Durant cette période, de nouvelles formes de violences faites aux femmes ont vu le jour. Les ONG qui accompagnent les victimes ont dû faire face à de nouveaux défis, notamment en termes de suivi, d’accompagnement mais aussi de coopération avec les autorités publiques.

L’association MRA a publié un rapport ce 1er juillet, dans lequel elle a présenté un bilan de la situation, accompagné de recommandations à appliquer en période de confinement.

Ses observations, basées sur les données recueillies auprès de 16 ONG portent sur l’impact de la pandémie sur la nature des violences faites aux femmes, les ressources et moyens des ONG et sur l'implication des autorités.

Confinées, sans ressources et sous pression

"76,47% des répondants en ligne ont déclaré avoir remarqué des changements qualitatifs dans la nature des violences faites aux femmes, commises pendant la période de l’état d’urgence sanitaire".

Plusieurs facteurs, directement liés à la pandémie, ont engendré de nouvelles formes et/ou participé à l’augmentation des violences faites aux femmes.

Il s’agit entre autres des licenciements dus à la crise économique, de la fermeture des espaces publics, de la réduction du personnel sur les lieux du travail ou encore, et c’est le facteur le plus évident: le confinement obligatoire.

En effet, en étant continuellement confrontées à leurs agresseurs, les femmes victimes de violences ont non seulement aucune alternative de logement mais aussi beaucoup de difficultés à communiquer leur détresse.

Cela s’explique en partie par le fait que les associations ont dû digitaliser leurs services d’accompagnement, ce qui constitue un obstacle pour certaines qui ne disposent pas de smartphones ni même de téléphones, ou qui ne sont pas en mesure d’appeler discrètement à l’aide, alors qu’elles sont confinées dans le même espace que leurs agresseurs.

"91,67 % des répondants en ligne ont déclaré être confrontés à de nouveaux défis pour servir les femmes victimes de violence pendant l’état d’urgence sanitaire", lit-on dans le rapport.
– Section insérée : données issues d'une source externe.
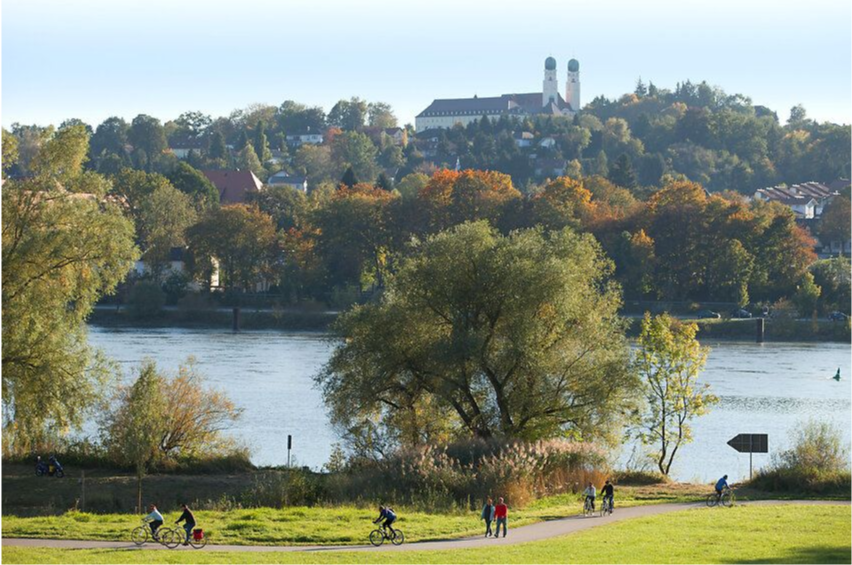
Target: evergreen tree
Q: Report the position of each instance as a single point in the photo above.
(384, 182)
(349, 179)
(621, 173)
(217, 148)
(247, 160)
(242, 141)
(261, 145)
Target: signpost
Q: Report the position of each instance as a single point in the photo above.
(750, 443)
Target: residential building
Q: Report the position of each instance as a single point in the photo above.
(234, 185)
(797, 195)
(304, 138)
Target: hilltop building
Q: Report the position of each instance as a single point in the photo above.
(445, 113)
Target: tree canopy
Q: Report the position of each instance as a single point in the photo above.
(513, 336)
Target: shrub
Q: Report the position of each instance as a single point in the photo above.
(277, 489)
(146, 300)
(817, 463)
(639, 478)
(459, 475)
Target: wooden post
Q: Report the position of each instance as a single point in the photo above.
(82, 491)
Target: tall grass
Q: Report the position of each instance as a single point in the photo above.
(817, 463)
(461, 475)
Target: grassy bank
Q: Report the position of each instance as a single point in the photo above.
(775, 331)
(738, 330)
(333, 525)
(785, 534)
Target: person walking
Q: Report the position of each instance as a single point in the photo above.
(488, 516)
(188, 519)
(501, 513)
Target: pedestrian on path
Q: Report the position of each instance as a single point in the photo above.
(501, 513)
(488, 516)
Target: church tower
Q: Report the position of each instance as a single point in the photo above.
(550, 87)
(572, 85)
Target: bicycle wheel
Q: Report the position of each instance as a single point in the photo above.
(170, 538)
(377, 537)
(139, 535)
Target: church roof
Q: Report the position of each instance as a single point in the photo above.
(525, 103)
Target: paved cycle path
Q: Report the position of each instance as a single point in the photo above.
(533, 532)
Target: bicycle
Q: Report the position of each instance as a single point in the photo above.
(606, 506)
(164, 536)
(726, 499)
(197, 540)
(379, 535)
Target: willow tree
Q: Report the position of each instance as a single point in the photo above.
(64, 246)
(670, 360)
(481, 335)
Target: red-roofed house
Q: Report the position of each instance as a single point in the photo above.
(234, 186)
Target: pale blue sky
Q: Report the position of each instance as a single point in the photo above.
(95, 58)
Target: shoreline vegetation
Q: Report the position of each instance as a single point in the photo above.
(320, 321)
En perdant leurs emplois, les femmes violentées se sont retrouvées sans ressources financières et donc, dépendantes de conjoints violents.

De plus, comme le précise le rapport de l’association, les femmes sont plus amenées à travailler dans le secteur informel. Beaucoup ne peuvent donc pas bénéficier des indemnités octroyées par la CNSS.
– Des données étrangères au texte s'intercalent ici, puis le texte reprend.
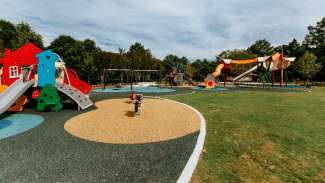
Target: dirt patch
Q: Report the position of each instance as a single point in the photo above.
(113, 122)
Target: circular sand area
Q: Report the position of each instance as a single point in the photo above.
(113, 122)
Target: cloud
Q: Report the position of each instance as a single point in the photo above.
(196, 29)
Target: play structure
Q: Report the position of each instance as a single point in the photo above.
(45, 75)
(177, 76)
(276, 62)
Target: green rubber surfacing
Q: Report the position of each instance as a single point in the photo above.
(47, 153)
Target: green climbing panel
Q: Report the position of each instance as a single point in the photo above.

Quant aux indemnités versées aux personnes disposant d’une carte RAMED, l’association MRA rappelle qu’elles sont généralement délivrées aux pères de familles.

Ces derniers n’utilisent pas forcément ces ressources à bon escient et la situation de dépendance et d’impuissance de leurs épouses reste inchangée.
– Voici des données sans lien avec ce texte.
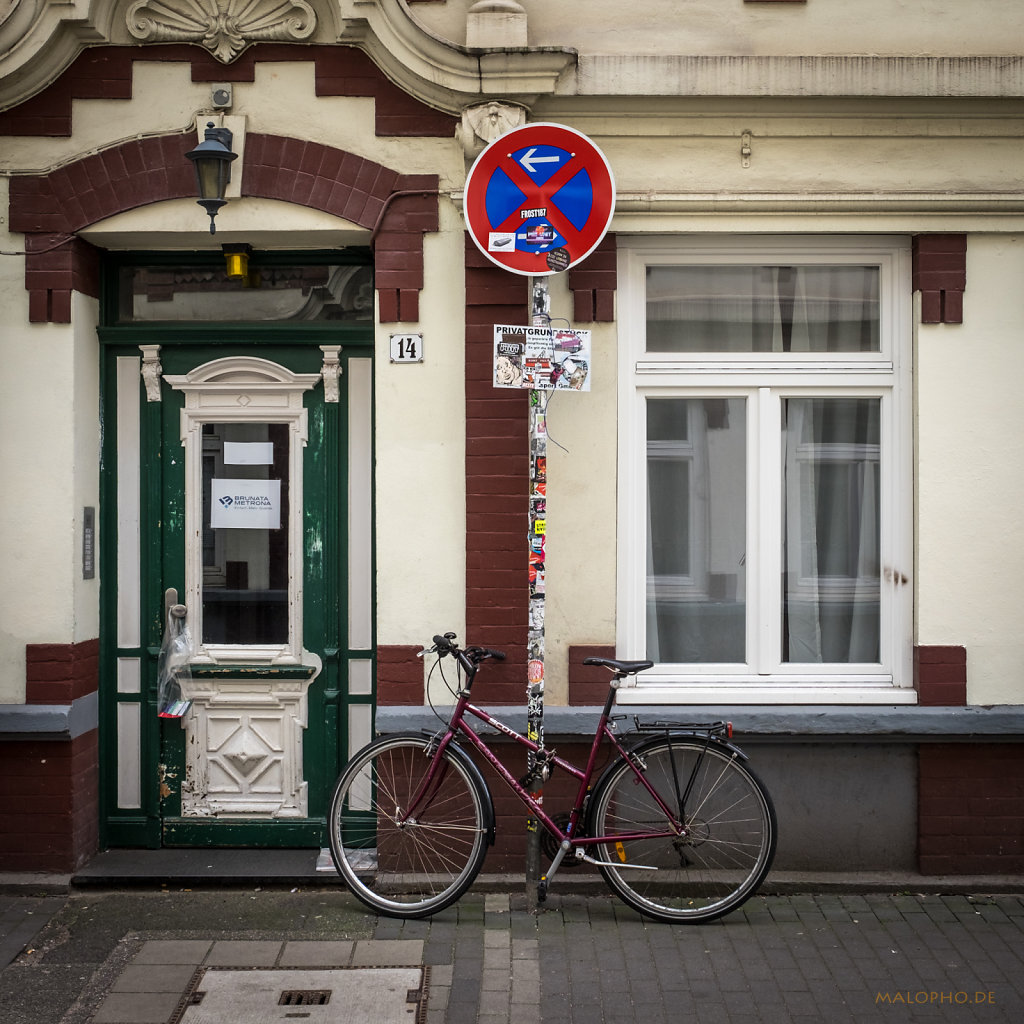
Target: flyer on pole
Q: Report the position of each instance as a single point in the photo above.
(542, 358)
Parmi les femmes qui ont réussi à conserver leurs emplois, certaines ont été confrontées à d’autres formes d’agressions. Que ce soit sur leur trajet désert vers le lieu du travail, ou dans les locaux quasi vides, compte tenu de la réduction du personnel durant la période de confinement, certaines femmes ont été victimes de violences et de harcèlement sexuels.

L’association MRA a cité d’autres formes de violences subies par les femmes durant cette période de crise. Il s’agit entre autres des menaces, insultes, chantage, vol etc.

 "Augmentation significative des demandes d'assistance"

"Le nombre de femmes contactant les ONG a augmenté de manière significative. Une organisation a déclaré que les demandes d’assistance liées à la violence avaient augmenté de 30%, une autre estime que leur nombre avait doublé, tandis qu’une troisième a indiqué qu'il avait triplé par rapport à la même période l’année dernière".

Pourtant, le ministère public avait publié un communiqué en date du 30 avril 2020, dans lequel il dévoile que le nombre de plaintes pour violences faites aux femmes entre le 30 mars et le 30 avril avait fortement baissé.

Cela dit, la réduction de plaintes ne traduit pas le nombre réel des agressions subies. Cela s’explique notamment par les restrictions de déplacements imposées aux citoyens durant l’état d’urgence sanitaire.

L’association MRA évoque dans son rapport quelques exemples où des femmes violentées ont dû fuir le logement familial et violer l’état d’urgence sanitaire pour pouvoir solliciter l’intervention des autorités.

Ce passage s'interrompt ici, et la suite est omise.